C'est ce qui est prévu aux paragraphes 4(1) et (2) du règlement d'application de la loi existante, et des dispositions semblables pourront être prises dans le règlement d'application du projet de loi dont vous êtes saisis.
M. Ramsay: J'ose espérer que vous n'avez pas voulu donner à entendre que j'étais parti à cette désinformation.
Le président: Non.
M. Ramsay: Je me reportais à une tout autre observation qui avait été faite par nos témoins.
Le président: Je comprends bien, monsieur Ramsay. C'est ce jour-là, si je ne m'abuse, que nous avons voulu proposer une disposition en ce sens qui serait incluse dans le règlement. Malheureusement, les témoins ne sont même pas, bien souvent, au courant des exceptions prévues dans le règlement. Les témoins croyaient qu'il y avait eu violation de la loi quand on a pris une arme pour aller tuer l'ours cette fois-là. Le règlement prévoyant une exception dans ces cas-là, il n'y avait dont pas eu violation.
M. Ramsay: Merci.
Le président: Il me semble que, pour discuter ou poser des questions, nous devrions avoir toute l'information nécessaire.
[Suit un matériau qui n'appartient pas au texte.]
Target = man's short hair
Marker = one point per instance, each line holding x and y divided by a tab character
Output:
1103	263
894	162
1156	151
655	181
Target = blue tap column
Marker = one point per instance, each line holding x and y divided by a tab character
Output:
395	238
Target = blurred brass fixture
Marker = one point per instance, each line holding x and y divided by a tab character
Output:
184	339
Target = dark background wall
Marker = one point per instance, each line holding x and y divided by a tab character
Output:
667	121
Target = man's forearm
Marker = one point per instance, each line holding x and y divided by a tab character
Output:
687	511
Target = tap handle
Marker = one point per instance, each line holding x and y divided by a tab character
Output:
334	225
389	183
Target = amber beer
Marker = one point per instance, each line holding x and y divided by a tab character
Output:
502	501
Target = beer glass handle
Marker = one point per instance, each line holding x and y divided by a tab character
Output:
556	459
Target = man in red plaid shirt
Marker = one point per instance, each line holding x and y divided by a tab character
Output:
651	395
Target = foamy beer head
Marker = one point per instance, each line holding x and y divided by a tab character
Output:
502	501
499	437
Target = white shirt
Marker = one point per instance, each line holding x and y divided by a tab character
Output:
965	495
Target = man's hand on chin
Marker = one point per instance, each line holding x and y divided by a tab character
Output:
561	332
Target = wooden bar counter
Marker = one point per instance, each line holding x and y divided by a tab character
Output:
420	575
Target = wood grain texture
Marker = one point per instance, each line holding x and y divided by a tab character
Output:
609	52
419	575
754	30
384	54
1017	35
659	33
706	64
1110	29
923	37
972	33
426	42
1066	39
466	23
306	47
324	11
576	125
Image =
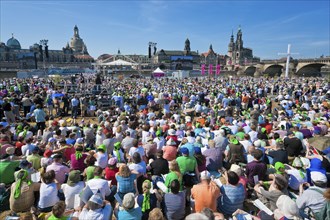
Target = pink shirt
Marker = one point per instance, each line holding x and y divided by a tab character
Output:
60	171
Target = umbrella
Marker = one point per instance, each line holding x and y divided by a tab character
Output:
57	95
144	90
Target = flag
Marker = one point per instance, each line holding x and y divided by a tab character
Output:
218	69
210	69
203	69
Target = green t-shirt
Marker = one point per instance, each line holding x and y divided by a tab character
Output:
52	217
90	172
240	135
169	178
7	170
186	164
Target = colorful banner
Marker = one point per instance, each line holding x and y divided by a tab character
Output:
218	69
203	69
210	69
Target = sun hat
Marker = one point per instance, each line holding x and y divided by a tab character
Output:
205	175
287	207
278	166
236	169
316	165
233	140
51	140
73	178
184	150
112	161
48	153
318	177
10	150
80	141
102	147
198	150
171	132
128	201
97	199
171	142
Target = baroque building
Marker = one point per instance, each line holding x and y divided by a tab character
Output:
177	59
12	56
237	54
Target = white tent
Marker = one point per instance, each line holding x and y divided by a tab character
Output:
158	70
118	62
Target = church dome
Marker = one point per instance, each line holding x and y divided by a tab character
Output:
76	44
13	43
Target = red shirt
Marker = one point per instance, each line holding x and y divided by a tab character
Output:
67	153
110	174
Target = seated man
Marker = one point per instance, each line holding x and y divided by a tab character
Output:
232	194
205	193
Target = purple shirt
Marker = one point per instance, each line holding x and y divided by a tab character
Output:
78	164
256	168
60	171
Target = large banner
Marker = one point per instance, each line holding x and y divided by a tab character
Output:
218	69
203	69
210	69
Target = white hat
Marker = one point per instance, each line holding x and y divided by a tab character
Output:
170	142
318	177
96	199
236	169
287	206
171	131
205	175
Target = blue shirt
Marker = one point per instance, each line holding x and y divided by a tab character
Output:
231	199
132	214
126	184
39	115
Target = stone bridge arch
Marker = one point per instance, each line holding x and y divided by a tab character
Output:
310	69
250	70
273	70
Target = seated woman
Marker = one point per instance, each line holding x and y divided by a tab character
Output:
22	193
126	181
128	210
147	201
175	202
138	166
276	189
72	187
48	192
96	208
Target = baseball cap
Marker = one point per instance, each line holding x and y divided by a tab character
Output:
205	175
112	161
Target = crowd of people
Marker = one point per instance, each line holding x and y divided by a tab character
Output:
193	148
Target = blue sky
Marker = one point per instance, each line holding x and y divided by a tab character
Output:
106	26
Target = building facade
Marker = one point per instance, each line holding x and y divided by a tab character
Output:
12	56
237	54
177	59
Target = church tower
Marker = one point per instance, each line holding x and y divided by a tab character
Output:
187	47
231	46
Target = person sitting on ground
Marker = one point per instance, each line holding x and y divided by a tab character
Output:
175	201
96	208
232	194
127	211
206	193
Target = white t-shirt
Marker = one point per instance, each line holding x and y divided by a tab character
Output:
296	178
70	192
48	195
101	160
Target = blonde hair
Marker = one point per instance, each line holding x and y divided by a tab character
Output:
124	171
174	167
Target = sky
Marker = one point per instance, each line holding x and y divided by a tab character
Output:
106	26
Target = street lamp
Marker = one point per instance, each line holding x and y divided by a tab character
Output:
44	42
152	44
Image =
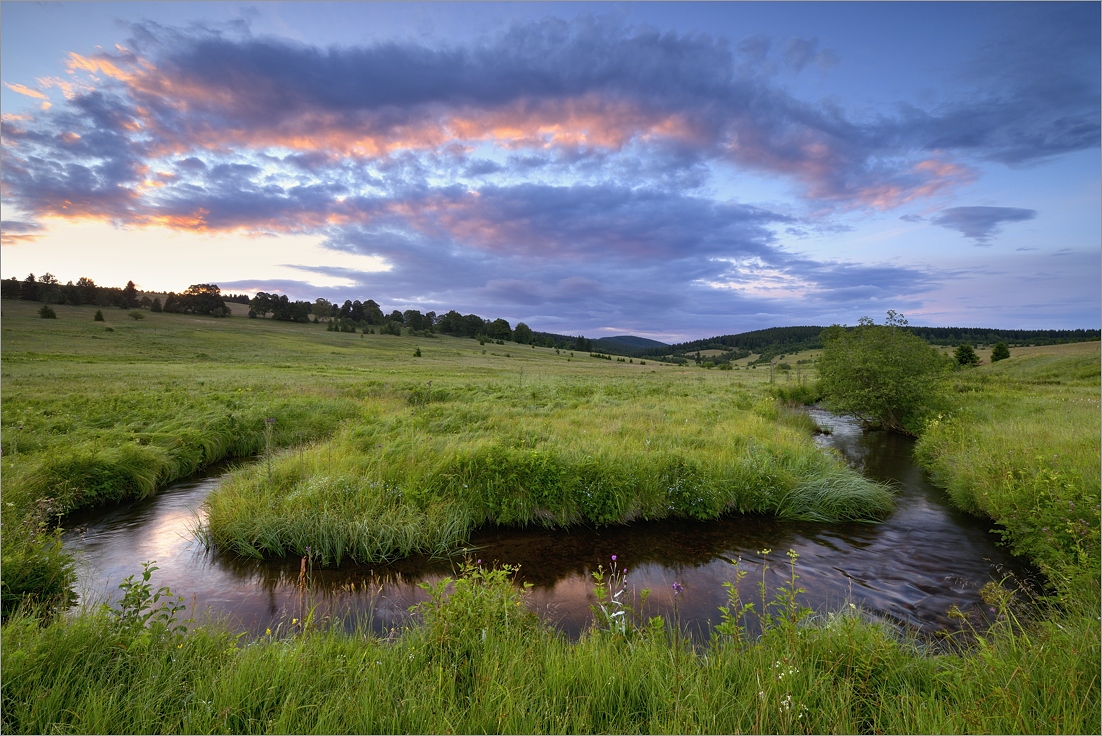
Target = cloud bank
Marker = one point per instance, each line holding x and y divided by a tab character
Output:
557	171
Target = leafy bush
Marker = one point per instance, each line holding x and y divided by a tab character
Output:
965	356
881	374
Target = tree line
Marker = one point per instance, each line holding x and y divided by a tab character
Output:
206	299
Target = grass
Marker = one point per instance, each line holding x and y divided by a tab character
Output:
479	662
419	473
476	660
92	417
1021	446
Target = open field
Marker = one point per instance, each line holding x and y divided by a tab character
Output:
1019	444
98	412
92	417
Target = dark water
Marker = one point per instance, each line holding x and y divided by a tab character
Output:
910	569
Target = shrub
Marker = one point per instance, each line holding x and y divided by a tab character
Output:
965	356
881	374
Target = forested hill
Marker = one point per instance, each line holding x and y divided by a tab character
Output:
780	341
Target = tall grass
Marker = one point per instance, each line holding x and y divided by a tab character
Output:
418	477
1022	446
479	662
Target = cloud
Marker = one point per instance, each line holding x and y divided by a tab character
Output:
15	231
554	170
981	224
582	98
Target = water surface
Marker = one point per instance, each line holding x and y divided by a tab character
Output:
910	569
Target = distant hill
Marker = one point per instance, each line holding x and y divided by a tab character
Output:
627	345
782	341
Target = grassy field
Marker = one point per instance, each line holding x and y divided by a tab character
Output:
1021	445
418	450
90	417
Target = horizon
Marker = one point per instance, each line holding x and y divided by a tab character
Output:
667	171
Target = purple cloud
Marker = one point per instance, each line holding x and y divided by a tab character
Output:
981	224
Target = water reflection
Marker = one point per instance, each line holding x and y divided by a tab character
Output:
910	569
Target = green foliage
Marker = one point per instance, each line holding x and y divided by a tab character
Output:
142	613
1023	447
38	574
481	662
965	356
881	374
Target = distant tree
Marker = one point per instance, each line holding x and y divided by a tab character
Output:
89	292
413	318
371	313
499	329
473	325
11	288
30	289
49	289
522	334
130	295
204	299
322	309
965	355
881	374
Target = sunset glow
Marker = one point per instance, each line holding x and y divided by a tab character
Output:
701	169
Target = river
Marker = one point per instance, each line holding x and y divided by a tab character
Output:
908	570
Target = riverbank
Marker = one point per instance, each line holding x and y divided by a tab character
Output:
477	660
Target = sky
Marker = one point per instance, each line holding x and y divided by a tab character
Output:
673	171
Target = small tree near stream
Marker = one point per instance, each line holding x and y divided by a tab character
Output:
882	375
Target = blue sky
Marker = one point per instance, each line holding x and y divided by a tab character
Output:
669	170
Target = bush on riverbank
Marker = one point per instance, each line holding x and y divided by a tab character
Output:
482	663
1022	446
402	482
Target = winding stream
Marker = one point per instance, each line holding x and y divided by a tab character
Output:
909	570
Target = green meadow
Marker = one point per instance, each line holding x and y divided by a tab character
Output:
365	451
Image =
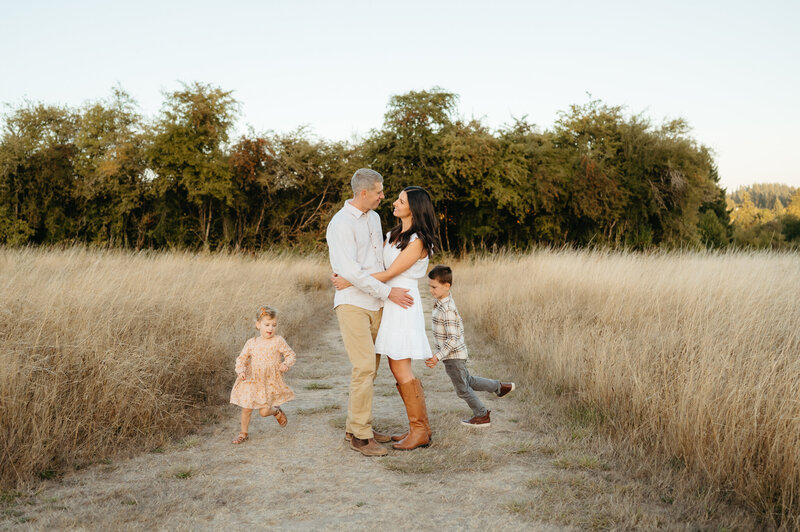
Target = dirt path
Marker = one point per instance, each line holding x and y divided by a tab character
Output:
305	477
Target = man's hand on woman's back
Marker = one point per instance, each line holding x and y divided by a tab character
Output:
400	297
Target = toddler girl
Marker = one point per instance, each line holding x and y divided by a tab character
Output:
259	368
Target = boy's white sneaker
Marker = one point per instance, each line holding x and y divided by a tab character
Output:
505	388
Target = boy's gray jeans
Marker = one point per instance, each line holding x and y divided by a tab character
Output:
466	385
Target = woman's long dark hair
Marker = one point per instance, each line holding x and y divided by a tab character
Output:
423	222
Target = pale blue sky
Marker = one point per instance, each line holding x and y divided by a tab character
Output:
732	69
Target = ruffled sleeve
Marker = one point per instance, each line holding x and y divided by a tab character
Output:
289	357
243	360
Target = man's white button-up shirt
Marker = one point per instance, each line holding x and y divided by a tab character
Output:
355	248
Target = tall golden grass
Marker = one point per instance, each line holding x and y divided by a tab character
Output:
693	354
102	351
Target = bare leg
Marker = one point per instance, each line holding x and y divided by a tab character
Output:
401	369
246	418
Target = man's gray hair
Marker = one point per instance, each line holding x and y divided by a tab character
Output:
365	179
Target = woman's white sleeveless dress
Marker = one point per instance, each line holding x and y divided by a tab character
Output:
402	331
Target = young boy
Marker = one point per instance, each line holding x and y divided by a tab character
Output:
448	334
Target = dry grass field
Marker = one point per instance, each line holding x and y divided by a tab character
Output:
107	351
693	358
653	390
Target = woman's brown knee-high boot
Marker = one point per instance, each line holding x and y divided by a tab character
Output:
418	426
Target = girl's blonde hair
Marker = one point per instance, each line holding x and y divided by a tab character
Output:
269	312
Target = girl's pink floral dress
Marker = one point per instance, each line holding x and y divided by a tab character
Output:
263	384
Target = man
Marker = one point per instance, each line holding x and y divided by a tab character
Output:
355	247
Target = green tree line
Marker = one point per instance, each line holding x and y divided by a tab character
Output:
105	175
765	216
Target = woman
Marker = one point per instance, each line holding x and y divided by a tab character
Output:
401	336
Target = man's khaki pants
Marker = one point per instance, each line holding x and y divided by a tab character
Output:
359	327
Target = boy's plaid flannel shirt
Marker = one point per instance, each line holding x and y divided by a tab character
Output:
448	330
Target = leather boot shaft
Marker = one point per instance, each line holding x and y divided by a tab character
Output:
419	428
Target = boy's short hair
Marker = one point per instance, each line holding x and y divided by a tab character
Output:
441	273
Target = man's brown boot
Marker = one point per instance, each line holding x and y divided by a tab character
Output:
414	399
368	447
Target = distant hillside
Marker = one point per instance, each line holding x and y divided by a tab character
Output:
765	195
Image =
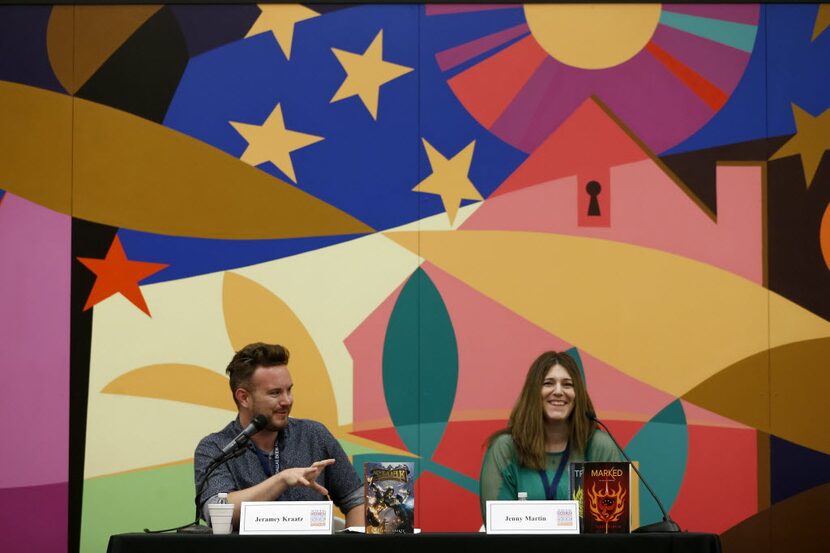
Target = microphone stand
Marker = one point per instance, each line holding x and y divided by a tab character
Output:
194	527
667	524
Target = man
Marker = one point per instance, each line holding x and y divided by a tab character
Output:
285	459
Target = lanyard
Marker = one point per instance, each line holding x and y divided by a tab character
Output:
263	460
550	489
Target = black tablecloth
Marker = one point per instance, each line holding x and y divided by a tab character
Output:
686	542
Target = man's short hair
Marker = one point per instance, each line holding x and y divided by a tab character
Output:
251	357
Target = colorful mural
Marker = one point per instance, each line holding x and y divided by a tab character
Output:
416	200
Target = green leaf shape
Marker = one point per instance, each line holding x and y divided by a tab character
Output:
662	448
420	365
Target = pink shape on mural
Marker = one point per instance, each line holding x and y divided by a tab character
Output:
720	487
365	345
495	348
649	210
35	246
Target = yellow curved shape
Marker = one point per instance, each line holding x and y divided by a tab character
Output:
80	39
36	145
666	320
128	172
592	36
175	382
775	391
254	314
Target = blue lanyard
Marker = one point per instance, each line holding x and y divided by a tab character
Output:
263	460
550	489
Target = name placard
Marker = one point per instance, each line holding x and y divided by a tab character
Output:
532	517
285	517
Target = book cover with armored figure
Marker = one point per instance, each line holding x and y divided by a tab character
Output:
390	498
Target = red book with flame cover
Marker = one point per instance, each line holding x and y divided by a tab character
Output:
606	498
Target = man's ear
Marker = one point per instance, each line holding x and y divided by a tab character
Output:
243	397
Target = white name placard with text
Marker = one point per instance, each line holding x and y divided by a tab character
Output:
532	517
285	517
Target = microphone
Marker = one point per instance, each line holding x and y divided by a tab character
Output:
667	524
243	437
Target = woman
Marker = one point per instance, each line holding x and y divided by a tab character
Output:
548	429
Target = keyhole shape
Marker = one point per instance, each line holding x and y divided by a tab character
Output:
593	188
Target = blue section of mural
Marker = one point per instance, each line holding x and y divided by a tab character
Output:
795	469
786	67
195	256
371	166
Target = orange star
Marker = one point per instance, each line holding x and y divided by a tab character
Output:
117	274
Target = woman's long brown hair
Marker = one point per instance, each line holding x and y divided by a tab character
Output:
526	424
Je vous ai simplement lu un extrait du texte législatif.
Mme Barnes (London-Ouest): J'ai écouté avec intérêt ce que vous avez dit. J'ai dans ma circonscription des recherchistes qui s'occupent du dossier de la violence familiale. Des fonds leur ont été accordés pour enquêter sur cette question et sur la violence qui prend des proportions de plus en plus importantes dans les foyers où l'on est vraisemblablement respectueux de la loi, la violence s'intensifiant à tel point qu'elle fait beaucoup de victimes. Ces victimes sont généralement des femmes et des enfants. Nous n'avons guère entendu le point de vue des enfants devant notre comité, et les groupes qui les représentent doivent se faire entendre.
Vous dites que, pour la plupart des femmes, le contrôle des armes à feu est une question de sécurité. Y a-t-il beaucoup de femmes qui sont venues vous dire: «Comme moyen d'assurer ma sécurité et ma protection, je veux pouvoir m'armer à des fins d'autodéfense.» Est-ce là ce que vous disent les femmes?
Mme Essex: Non.
Mme Barnes: L'autre groupe peut-il répondre à cette question?
Mme Letts: Non. Lors des discussions que nous avons eues pour élaborer notre position, on a dit que l'autodéfense ne constituait pas une protection. Nous étions très réalistes à ce sujet.
Mme Barnes: D'accord. J'ai entendu cet argument une seule fois. Chose intéressante, c'était à Kamloops, à l'occasion d'une rencontre que j'ai eue l'été dernier avec les membres d'un club de tir.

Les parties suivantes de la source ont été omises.